I have often wondered if there is any truth in the rumour that educational standards are in decline and on balance, I think that this years' influx of 'freshers' (for their Hunters initiation) removes any doubt.  Still perhaps their studies will keep them too busy to come back again!

Back at the Belfry there has been a significant lack of Chris Batstone, who seems to spend most of his week ends now at weddings (Pete Eckford was the latest) and it is beginning to be doubtful now whether Chris is the cause or the effect.  Incidentally, we notice that 'Mr' Nigel is back to sub-normal and free from potential matrimonial situations – SNAFU!
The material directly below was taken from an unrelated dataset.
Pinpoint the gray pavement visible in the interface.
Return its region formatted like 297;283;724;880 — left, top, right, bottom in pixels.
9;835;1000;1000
Novels and publications seem to be coming back into vogue now that S'nab has joined the long line of aspiring novelists.  However, with such exalted family connections who knows?  We may yet see his non-de-guerre in the bookshops.  Talking of books and publications (who was?) you may have seen a rather sorry Yellow Biddle version of 'The Caving Songs of Mendip' published by Grampian.  It's quite flattering to know that our folklore has spread so far, but it's a shame that he managed to get the words of even some of the well-known songs wrong. Never mind.  It may be just the spur to our Alfie to produce the definitive version (but don't hold your breath waiting, folks!)

Did you notice the brief mention of the Grampian back there?  Well, they've recently held their dinner and it was well attended by B.E.C. bods, some of whom were heard to mutter 'never in the field of human thirst have so many quested so far for so many pints'.  Martin Bishop went up and, naturally managed to inflict yet another injury on himself - only a sprain this time - but it is rumoured round the Hunters that if he fractures any more he'll have to go bionic!

That's about all for this month, but I thought it would be nice to finish with the odd quote or so if there is room, heard around the pub or the shed.

"If you're older than him, why does he look older than you?"

"Swildons is different from when I was last down in 1960.”